# spanish symbols carved in tree's



## elkaholic226 (Feb 13, 2009)

does anybody know the meanings of the spanish symbols carved into the tree's. i have seen numerous symbols and would like to know the meanings. thanx


----------



## GaryFish (Sep 7, 2007)

Mostly just another version of "I was here" or GA Loves HC. That's 'bout it.


----------



## Al Hansen (Sep 7, 2007)

elkaholic226 said:


> does anybody know the meanings of the spanish symbols carved into the tree's. i have seen numerous symbols and would like to know the meanings. thanx


Got pictures ? If so I can check it out.


----------



## elkaholic226 (Feb 13, 2009)

i will get pictures this summer, but i know the spanish were in the area and i have heard of them taking indians for slaves to find gold for them. i have looked on other websites looking for meanings of the symbols. some said they put differant symbols to help find there hidden gold cache. by the way spanish spraypainting on walls & fences was funny i guess i had that one coming :lol: :lol: :lol:


----------



## legacy (Sep 30, 2007)

This was kind of interesting....

http://www.treasurehuntersuniversity.com/spanish.html


----------



## Old Fudd (Nov 24, 2007)

Did you happen to see these down south say between Richfield and Lyman?


----------



## NHS (Sep 7, 2007)

an elephant head on a light bulb????


----------



## NHS (Sep 7, 2007)

:rotfl: You crack me up f*atbass*! I'm still giggling!


----------



## REPETER (Oct 3, 2007)

fatbass said:


> Is this what you're referring to? :mrgreen:[attachment=0:1gyzxnb5]Chiquita.jpg[/attachment:1gyzxnb5]


Looks kinda like Jar Jar Binks, "Meesa peephole gonna die?" :lol:


----------



## cornerfinder (Dec 4, 2008)

What you may be finding are bearing trees.
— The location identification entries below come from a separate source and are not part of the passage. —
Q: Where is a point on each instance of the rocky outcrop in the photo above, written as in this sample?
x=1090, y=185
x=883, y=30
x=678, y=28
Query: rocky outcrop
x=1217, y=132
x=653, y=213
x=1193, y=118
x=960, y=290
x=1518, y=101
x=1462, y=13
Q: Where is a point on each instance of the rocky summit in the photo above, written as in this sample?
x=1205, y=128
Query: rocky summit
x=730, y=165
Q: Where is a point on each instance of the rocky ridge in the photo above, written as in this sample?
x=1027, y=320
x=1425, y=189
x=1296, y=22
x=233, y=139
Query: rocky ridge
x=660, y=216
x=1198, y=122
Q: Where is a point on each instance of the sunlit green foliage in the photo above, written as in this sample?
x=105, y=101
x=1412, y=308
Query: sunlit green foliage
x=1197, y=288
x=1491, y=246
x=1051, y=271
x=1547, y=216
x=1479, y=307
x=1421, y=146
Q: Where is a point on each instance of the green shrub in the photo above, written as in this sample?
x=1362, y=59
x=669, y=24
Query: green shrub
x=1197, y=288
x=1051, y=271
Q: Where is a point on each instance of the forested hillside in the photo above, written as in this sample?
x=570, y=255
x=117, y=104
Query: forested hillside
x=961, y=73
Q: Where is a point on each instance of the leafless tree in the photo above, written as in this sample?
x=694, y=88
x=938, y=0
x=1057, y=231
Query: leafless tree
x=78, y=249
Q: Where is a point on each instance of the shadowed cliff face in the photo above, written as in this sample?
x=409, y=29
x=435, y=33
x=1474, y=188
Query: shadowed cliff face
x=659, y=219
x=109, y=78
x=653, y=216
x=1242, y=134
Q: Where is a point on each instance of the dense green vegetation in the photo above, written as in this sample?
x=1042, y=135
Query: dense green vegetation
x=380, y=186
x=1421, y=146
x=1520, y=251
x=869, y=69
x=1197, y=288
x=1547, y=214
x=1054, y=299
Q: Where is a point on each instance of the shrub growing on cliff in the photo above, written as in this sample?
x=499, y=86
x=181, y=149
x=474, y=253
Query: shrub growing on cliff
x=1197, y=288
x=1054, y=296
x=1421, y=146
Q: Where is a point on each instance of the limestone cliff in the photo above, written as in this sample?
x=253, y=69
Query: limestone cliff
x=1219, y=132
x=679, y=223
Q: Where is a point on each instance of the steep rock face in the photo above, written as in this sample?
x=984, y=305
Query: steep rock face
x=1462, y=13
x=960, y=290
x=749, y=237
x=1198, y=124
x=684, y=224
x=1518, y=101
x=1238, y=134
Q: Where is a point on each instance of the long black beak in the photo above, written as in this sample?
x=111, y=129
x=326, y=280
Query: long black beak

They had bees scribed over a hundred years ago by land surveyors. Some of the writing is difficult. But the location in a township would quickly resolve your question. I have a lot of experience id deciphering these. Send me a pic. Maybe I can help. However Spanish monks also frequented this mineral rich state long before Anglo-Saxons. However they scribed rocks mostly. Could have a great adventure on your hands. Good luck. Or Buena suerte.


----------



## campfire (Sep 9, 2007)

I think they mark the location of the lost Rhoads gold mine. :wink:


----------